One of the most immediate tasks is planning next month's open house. Even though I am currently going to local schools and meeting with principals and teachers to spread the word that this resource will be available, we want the community to come see the place for themselves, meet the after school teachers, and meet everyone their kids will spend their afternoons with should they choose to enroll. However, inspiring people to show up in the middle of winter, to a building not easily accessible by public transit (though it is located on a bus route), to learn a program that currently exists only on paper is not going to be easy. Fortunately, the organization has access to a consultant with years of experience planning such events. She is very clear about what needs to be done and in what order. I am eternally grateful to her for all she is doing to help this succeed.

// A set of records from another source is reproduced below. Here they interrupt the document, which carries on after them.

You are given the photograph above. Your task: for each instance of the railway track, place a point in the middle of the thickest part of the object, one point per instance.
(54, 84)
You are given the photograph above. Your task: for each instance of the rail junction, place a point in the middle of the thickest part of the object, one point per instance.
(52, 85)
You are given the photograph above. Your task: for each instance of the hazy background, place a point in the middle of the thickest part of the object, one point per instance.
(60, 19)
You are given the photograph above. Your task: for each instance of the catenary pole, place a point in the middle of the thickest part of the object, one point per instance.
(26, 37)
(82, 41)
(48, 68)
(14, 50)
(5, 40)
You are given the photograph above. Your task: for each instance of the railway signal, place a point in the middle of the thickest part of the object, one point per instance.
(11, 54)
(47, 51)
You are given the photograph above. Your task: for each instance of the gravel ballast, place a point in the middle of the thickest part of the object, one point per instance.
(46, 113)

Working in a non-corporate environment has been disorienting. The pace and the daily schedule are very different. There is a lot more latitude in terms of coming and going, but a lot more work being done outside "normal business hours." Also, schools are much more politicized environments than I was expecting. I am surprised to find how resistant they are to work with us. They apparently fear the optics of our program offering something they otherwise could offer, even though no one has asked them to offer it nor given them the resources to do it. I understand every work environment has its politics and power structures, but it makes no sense to me how an aligned resource is seen as a threat when the goal is to provide an after school service for students.

All of that aside, this is the shakeup I was hoping for and trying to create for myself. It is such a contrast to what I was doing that I can clearly see I made the change for the right reasons. But I am also starting to see how many roads lead to Rome, and that there may have been less-jarring alternatives that might have produced similar progress. Still, I am happy to be doing this now rather than regretting not doing it later.